Wiederholt sich die Geschichte nicht? Das Reich der Mitte wurde von den Vereinigten Staaten zu dem ausdrücklichen Zweck unterstützt, es gegen die Sowjetunion zu wenden. Washington hätte sich freudig die Hände gerieben, wenn Peking und Moskau einen wirklich heißen Krieg angefangen hätten! Jahrzehnte sind vergangen und – aufgrund ungeschickter amerikanischer Politikgestaltung – wurde Moskau in Pekings Umarmung gedrängt, während Peking in Moskaus gedrängt wurde. Jetzt sind sie – wenn auch nicht formell – wirtschaftliche und militärische Verbündete. Aber noch einmal, der Kreml könnte wiederholen: Wir haben nichts damit zu tun. Hätte Washington nicht so gehandelt, hätte es keinen Krieg in der Ukraine, keine Sanktionen gegen Russland und China und folglich keine russisch-chinesische Zusammenarbeit gegeben.

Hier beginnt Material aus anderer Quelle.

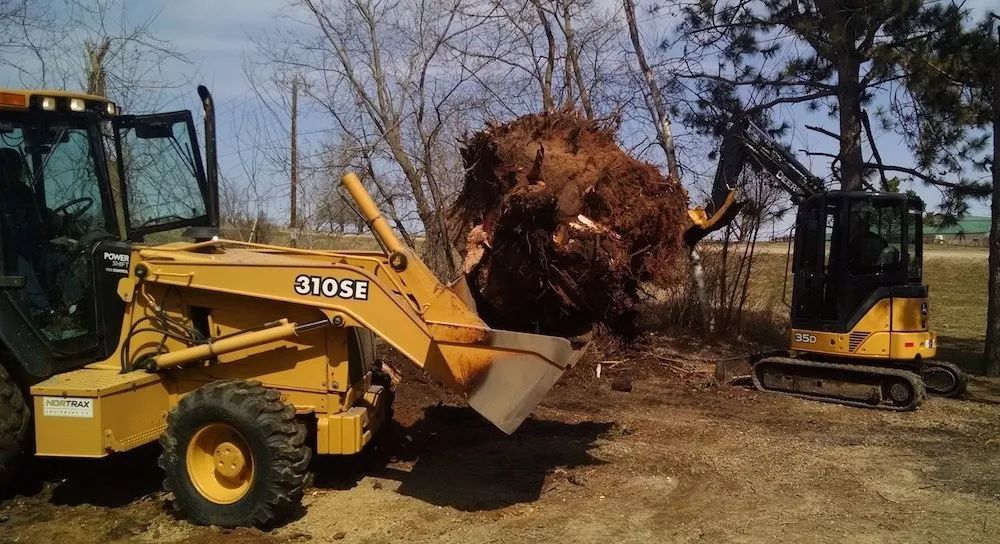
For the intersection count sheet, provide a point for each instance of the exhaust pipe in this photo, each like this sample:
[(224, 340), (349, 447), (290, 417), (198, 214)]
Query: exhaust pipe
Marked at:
[(211, 155)]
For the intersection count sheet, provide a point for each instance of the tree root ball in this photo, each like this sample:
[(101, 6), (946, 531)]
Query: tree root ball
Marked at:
[(559, 227)]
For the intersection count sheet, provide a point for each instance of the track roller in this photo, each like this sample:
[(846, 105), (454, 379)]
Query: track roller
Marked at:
[(853, 385), (943, 379)]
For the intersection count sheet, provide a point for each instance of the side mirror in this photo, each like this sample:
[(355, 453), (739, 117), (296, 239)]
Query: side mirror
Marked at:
[(152, 132), (12, 282)]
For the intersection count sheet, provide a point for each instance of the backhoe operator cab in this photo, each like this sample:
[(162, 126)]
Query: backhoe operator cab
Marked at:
[(78, 182), (858, 289)]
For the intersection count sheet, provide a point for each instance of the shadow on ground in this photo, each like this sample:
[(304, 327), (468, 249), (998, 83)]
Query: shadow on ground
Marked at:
[(964, 352), (453, 457), (112, 482)]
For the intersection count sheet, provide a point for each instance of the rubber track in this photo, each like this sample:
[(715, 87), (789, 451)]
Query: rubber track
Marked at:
[(913, 379)]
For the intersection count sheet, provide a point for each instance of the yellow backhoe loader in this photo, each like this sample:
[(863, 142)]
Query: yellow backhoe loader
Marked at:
[(229, 354)]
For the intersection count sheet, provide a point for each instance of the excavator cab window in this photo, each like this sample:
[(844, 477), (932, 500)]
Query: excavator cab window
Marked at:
[(875, 237), (164, 178), (914, 240)]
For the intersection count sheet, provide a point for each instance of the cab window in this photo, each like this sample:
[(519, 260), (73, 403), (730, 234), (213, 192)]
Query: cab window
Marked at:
[(875, 237)]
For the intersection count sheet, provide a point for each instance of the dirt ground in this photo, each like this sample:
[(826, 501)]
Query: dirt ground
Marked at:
[(674, 460)]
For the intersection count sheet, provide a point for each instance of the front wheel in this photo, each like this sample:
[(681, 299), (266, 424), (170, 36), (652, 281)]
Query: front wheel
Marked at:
[(234, 456), (15, 428)]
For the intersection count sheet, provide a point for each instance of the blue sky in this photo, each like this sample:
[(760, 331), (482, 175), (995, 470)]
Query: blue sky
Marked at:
[(216, 37)]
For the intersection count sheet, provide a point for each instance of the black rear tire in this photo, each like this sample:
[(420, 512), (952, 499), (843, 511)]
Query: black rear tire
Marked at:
[(273, 438), (15, 429)]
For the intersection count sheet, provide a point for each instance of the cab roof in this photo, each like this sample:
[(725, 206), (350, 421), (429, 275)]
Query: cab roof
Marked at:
[(28, 93)]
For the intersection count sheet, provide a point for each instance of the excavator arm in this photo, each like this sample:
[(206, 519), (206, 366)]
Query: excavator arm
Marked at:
[(747, 144)]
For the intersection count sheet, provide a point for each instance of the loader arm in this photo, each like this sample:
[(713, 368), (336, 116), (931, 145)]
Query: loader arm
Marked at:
[(502, 374)]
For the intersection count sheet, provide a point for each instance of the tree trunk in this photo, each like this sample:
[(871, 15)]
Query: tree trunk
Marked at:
[(849, 101), (573, 70), (654, 98), (548, 100), (992, 353)]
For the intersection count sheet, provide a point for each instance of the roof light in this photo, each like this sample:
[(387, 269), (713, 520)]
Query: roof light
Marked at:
[(13, 99)]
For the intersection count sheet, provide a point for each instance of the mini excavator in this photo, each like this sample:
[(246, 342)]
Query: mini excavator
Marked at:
[(859, 330), (240, 359)]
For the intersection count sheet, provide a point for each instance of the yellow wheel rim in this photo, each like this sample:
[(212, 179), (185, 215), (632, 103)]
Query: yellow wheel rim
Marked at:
[(220, 464)]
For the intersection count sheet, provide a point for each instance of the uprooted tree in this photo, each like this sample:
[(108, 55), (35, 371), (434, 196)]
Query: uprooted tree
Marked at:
[(560, 226)]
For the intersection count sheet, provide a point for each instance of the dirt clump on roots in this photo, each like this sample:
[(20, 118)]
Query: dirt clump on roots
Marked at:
[(559, 227)]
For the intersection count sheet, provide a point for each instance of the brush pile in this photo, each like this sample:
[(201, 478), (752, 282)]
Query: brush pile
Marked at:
[(560, 227)]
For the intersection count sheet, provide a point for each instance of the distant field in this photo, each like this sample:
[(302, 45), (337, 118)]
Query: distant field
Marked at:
[(955, 274)]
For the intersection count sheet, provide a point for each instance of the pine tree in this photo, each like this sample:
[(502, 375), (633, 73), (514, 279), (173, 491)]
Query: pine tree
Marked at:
[(954, 85), (835, 54)]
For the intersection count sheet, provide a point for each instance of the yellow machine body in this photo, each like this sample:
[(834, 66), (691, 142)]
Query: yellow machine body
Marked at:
[(298, 321), (892, 329)]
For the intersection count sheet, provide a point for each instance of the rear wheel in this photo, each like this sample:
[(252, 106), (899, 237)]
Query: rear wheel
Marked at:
[(235, 456), (15, 428)]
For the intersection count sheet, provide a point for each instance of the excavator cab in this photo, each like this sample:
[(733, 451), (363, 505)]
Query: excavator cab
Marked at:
[(79, 182), (855, 252)]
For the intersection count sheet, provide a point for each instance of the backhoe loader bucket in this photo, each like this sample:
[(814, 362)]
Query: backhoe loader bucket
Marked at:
[(502, 374)]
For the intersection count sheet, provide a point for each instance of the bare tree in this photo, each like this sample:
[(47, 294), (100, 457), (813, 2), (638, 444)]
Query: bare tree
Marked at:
[(393, 74), (652, 94)]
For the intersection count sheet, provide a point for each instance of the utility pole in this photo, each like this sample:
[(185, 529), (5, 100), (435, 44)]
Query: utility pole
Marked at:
[(294, 167)]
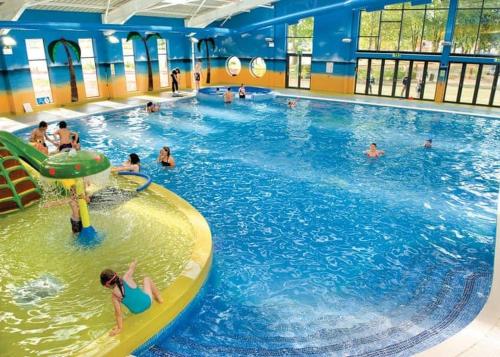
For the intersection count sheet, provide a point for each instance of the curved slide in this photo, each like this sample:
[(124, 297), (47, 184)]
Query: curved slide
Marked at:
[(17, 188)]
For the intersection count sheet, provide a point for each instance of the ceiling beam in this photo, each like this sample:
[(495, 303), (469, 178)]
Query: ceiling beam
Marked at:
[(12, 10), (121, 14), (224, 11)]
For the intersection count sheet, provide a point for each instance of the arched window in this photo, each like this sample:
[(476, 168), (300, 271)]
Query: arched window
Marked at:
[(233, 66), (258, 67)]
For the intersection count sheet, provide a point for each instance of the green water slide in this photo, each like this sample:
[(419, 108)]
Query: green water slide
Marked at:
[(18, 189)]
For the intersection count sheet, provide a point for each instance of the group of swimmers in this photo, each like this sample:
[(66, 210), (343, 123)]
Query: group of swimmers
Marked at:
[(133, 163), (228, 94), (64, 139)]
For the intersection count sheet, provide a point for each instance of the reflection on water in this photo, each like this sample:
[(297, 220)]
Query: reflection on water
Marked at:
[(314, 242)]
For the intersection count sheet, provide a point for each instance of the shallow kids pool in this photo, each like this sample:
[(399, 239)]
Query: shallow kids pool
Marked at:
[(52, 303), (317, 249)]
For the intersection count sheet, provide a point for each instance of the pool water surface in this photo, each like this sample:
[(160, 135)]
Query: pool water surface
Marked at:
[(317, 248)]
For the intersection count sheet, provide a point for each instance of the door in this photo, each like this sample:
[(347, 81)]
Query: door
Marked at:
[(299, 71), (305, 72), (402, 79), (472, 83)]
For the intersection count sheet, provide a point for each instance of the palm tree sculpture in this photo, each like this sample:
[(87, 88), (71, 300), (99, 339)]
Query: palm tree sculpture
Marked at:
[(207, 41), (137, 36), (69, 46)]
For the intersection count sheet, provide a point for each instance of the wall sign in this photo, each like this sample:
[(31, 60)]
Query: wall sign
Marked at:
[(7, 50)]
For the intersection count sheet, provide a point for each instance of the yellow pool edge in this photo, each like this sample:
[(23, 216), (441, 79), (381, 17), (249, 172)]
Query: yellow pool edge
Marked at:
[(177, 296)]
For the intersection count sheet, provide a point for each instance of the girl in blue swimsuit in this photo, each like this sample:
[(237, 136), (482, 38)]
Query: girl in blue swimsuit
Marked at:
[(126, 292)]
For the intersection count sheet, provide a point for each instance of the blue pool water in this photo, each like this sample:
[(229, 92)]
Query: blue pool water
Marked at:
[(318, 249)]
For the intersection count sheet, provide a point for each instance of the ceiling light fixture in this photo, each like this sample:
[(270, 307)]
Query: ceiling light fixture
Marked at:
[(113, 39), (8, 41)]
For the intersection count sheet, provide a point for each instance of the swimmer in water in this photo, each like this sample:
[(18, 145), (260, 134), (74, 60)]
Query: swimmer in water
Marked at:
[(126, 291), (242, 92), (165, 159), (72, 201), (152, 108), (38, 137), (373, 152), (228, 96), (65, 137), (133, 164)]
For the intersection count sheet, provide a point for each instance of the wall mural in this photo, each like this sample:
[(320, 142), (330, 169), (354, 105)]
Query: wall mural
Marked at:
[(207, 41), (137, 36), (69, 47)]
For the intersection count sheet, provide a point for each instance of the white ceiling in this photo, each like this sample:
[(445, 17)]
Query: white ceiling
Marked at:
[(120, 10)]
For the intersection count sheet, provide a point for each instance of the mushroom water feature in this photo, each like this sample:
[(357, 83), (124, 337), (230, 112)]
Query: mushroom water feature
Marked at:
[(70, 169)]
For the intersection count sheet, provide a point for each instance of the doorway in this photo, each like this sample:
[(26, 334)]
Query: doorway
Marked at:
[(298, 71)]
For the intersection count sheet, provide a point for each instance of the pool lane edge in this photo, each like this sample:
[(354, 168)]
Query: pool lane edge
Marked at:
[(481, 337), (177, 296)]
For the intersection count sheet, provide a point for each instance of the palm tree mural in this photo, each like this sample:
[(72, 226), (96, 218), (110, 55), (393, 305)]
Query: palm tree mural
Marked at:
[(137, 36), (69, 47), (207, 41)]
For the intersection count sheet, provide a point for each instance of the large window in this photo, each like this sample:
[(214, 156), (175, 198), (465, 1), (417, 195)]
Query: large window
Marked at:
[(404, 28), (473, 83), (477, 27), (129, 64), (397, 78), (163, 62), (299, 54), (88, 67), (300, 36), (39, 71)]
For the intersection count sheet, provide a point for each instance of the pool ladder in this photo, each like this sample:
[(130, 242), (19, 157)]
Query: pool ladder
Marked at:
[(18, 189)]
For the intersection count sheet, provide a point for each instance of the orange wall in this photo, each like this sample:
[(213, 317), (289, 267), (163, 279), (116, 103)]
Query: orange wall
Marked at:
[(12, 103)]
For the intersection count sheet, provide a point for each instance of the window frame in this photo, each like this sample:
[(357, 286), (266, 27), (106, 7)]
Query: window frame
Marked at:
[(125, 57), (41, 59), (95, 68)]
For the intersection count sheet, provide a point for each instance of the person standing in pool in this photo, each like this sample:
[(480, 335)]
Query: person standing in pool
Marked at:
[(72, 201), (228, 96), (242, 92), (133, 164), (126, 291), (175, 80), (38, 137), (65, 137), (373, 152), (165, 159), (152, 107), (197, 76)]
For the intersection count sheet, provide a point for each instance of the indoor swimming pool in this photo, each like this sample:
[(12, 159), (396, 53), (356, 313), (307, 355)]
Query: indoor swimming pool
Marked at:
[(317, 248)]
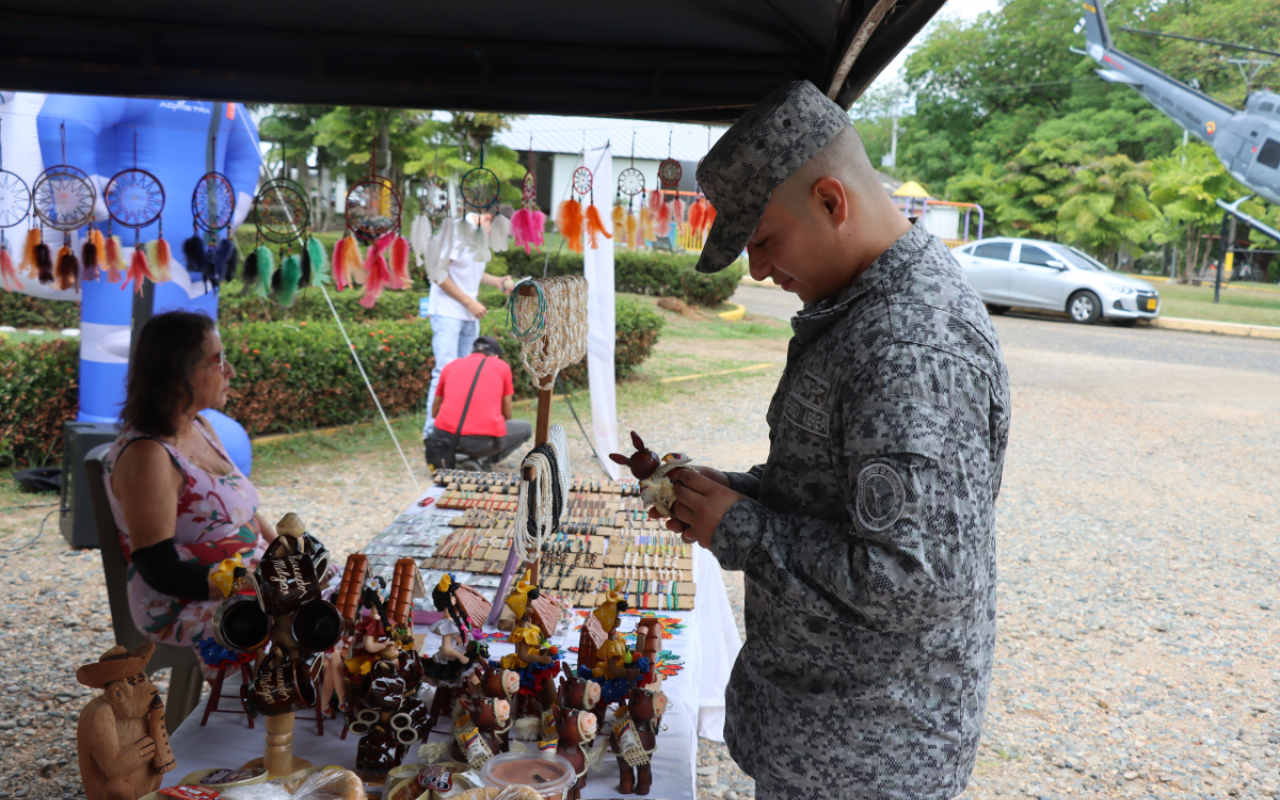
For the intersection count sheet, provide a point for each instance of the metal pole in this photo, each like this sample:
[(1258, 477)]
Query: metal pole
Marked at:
[(1221, 255)]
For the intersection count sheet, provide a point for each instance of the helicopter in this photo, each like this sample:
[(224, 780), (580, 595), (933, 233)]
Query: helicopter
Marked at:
[(1247, 142)]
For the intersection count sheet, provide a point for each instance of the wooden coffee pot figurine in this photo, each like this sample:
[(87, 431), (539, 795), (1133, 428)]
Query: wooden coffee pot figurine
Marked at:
[(122, 741), (652, 472)]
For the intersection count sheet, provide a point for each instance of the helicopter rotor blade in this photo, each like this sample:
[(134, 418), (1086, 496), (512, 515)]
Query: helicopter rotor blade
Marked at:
[(1201, 41)]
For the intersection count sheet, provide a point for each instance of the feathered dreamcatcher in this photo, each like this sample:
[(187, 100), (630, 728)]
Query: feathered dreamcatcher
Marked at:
[(433, 248), (374, 213), (529, 222), (570, 216), (213, 206), (14, 208), (283, 216), (63, 199), (700, 214), (630, 184)]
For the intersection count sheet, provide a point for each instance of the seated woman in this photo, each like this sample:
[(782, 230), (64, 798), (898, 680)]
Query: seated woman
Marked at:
[(179, 503)]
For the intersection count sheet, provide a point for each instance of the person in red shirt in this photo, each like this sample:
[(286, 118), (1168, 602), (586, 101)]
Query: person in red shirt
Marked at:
[(488, 432)]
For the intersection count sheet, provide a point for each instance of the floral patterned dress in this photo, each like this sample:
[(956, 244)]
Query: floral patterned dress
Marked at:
[(215, 521)]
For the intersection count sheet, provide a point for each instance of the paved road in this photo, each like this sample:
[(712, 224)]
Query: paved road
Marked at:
[(1045, 333)]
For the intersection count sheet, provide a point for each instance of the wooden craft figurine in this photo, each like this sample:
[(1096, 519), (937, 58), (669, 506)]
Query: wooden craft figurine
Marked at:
[(533, 659), (122, 743), (384, 675), (575, 730), (617, 670), (652, 472), (635, 739)]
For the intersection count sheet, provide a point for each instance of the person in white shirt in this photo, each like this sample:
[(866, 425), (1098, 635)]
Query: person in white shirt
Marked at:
[(455, 314)]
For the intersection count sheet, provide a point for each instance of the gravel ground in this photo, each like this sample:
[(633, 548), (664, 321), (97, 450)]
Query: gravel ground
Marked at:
[(1138, 531)]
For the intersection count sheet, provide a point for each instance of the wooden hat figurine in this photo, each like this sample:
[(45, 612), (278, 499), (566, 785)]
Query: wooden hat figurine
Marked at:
[(122, 741)]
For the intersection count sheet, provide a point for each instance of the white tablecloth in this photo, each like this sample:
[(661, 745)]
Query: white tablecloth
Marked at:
[(707, 647)]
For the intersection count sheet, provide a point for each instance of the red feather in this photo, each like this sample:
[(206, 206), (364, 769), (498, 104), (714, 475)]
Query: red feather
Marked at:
[(378, 275), (8, 275), (114, 260), (400, 263), (664, 219), (138, 270), (595, 227)]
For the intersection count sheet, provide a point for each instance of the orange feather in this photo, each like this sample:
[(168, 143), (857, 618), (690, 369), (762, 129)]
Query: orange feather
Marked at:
[(595, 227), (568, 218)]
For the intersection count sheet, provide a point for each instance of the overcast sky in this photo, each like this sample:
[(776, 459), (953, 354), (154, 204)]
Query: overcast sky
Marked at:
[(954, 9)]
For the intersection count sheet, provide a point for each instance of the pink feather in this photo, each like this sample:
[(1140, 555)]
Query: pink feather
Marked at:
[(378, 275), (400, 263)]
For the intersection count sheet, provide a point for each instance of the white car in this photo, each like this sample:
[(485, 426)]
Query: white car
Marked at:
[(1033, 274)]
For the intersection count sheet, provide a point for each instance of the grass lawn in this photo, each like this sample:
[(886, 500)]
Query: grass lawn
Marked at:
[(1237, 305)]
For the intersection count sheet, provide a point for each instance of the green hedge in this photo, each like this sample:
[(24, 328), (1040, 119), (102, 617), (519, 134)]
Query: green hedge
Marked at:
[(39, 391), (291, 374), (24, 311)]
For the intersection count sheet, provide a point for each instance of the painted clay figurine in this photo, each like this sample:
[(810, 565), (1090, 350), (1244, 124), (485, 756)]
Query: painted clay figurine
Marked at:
[(531, 659), (652, 472), (122, 741)]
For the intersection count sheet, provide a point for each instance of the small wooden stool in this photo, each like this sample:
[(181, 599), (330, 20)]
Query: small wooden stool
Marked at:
[(215, 693)]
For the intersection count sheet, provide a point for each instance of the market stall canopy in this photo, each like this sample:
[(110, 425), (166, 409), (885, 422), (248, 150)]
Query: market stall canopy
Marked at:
[(702, 60)]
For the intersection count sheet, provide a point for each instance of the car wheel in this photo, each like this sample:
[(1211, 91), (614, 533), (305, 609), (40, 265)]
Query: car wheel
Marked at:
[(1084, 307)]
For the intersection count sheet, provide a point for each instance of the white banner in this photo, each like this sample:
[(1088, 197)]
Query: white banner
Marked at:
[(600, 337)]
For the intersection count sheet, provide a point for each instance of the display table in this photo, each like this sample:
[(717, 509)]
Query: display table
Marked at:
[(699, 656)]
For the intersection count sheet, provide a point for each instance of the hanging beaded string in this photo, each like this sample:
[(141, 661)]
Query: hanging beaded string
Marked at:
[(551, 325)]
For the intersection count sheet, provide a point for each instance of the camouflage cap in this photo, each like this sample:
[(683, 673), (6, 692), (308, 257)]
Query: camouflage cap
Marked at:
[(775, 138)]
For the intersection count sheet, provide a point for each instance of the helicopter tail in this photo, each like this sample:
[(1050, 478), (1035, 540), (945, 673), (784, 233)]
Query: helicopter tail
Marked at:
[(1096, 31)]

Die drei Revolverhelden haben eine harte Nuss zu knacken. Sicherlich will keiner eine nukleare Auseinandersetzung, aber jeder will die Oberhand gewinnen. Sie beobachten sich aufmerksam und wissen nicht, in welche Richtung sie ihre Waffen richten sollen. Es erinnert an die kultische Friedhofsszene aus dem Filmklassiker The Good, the Bad and the Ugly von 1966. Erinnern Sie sich daran? Der gute Blondie (Clint Eastwood), der böse Angel Eyes (Lee Van Cleef) und der hässliche Tuco (Eli Wallach) stehen sich gegenüber – Gräber und Kreuze um sie herum, die Hände über den Halftern, die Augen blicken wild von einem Gesicht zu anderem und kalkulieren. Das sind die Vereinigten Staaten, das ist die Russische Föderation, und das ist die Volksrepublik China, die sich gegenüberstehen (wer der Gute, der Böse oder der Hässliche ist, ist eine Frage Ihrer politischen Überzeugung). In der Friedhofsszene geht nur einer als Sieger hervor. Wie wird sich die politische Realität zu Beginn des 21.Jahrhunderts entwickeln?